The first Portuguese sailors to arrive at Taiwan were so enamored that they named it Formosa, or beautiful island. Today, this small island country continues to enchant visitors with its stunning natural beauty, its pulsating cities, and most importantly with its diverse cuisine.

It is well known by locals that the best and most authentically Taiwanese food is not found in upscale restaurants, but in street vendors carts, night markets, and small hole in the wall restaurants. Some of the more well known “xiao chi” are oyster and scallion pancakes, dumplings, fish balls, barbequed squid, and for the brave souls, stinky tofu.

Taiwan’s cuisine has been shaped in large part by its natural environment and geographic location. As an island nation the Taiwanese have harvested the sea throughout their history, making seafood a vital part of the country’s diet. Indeed, even if a dish does not appear to contain seafood chances are good that Taiwan’s famous fish paste was used in its preparation. Taiwan is also blessed with a lush tropical climate meaning that there is an abundance of fresh fruit including papayas, mangos, melons, and oranges.

Although Taiwan’s location forms the base of its cuisine, its dynamic recent history is the primary force shaping its eclectic cuisine. For the first half of the 20th century Taiwan was under Japanese rule, meaning there is a noticeable Japanese influence on Taiwanese cuisine. The most obvious signs of Japanese influence are in the popularity of sashimi and sushi, along with tempura style breaded fish and vegetables.

Following the defeat of Japan in WWII, mainland China was plunged into civil war, pitting the Nationalist party against the Communist party. With the victory of the Communist Party, the Nationalist party fled the mainland and established themselves on Taiwan. This mass immigration of main land Chinese is the most significant event in Taiwan’s history and has greatly influenced its cuisine. Many local derivatives of Chinese cuisine have found themselves to become standard dishes in Taiwan, such as the famed beef noodle soup.

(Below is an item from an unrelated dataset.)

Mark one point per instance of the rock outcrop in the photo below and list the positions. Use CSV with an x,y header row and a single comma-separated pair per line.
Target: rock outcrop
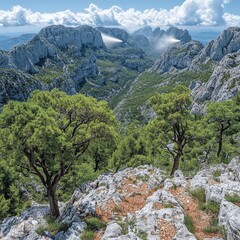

Mainland China is a vast and diverse land with wide ranging culinary traditions. Bread and noodles form the staple of northern China, while for the hotter and wetter south rice is the standard. Cooking styles also vary across the expansive mainland with the eastern areas around Shanghai favoring sweeter dishes, while the western province of Sichuan is famed for its spicy foods. In Taiwanese cuisine, Hakka cuisine has a special place. The Hakka people are found mainly in the southeastern part of China, mainly Guangdong, Fujian, and diaspora all throughout the world that includes many Taiwanese today. Hakka food boasts a number of famous dishes known throughout China including salt baked chicken, duck stuffed sticky rice, the famed beef ball soup, stuffed tofu cube, and pork belly slice. All traditional dishes are made with a local twist owing to local creativity. Taiwan is, after all, the island that started the bubble tea craze that has overtaken Asia and abroad with its tea and tapioca pearls. Its unique location, history, and its people’s ingenuity have won Taiwan the rightful name as “island food paradise.”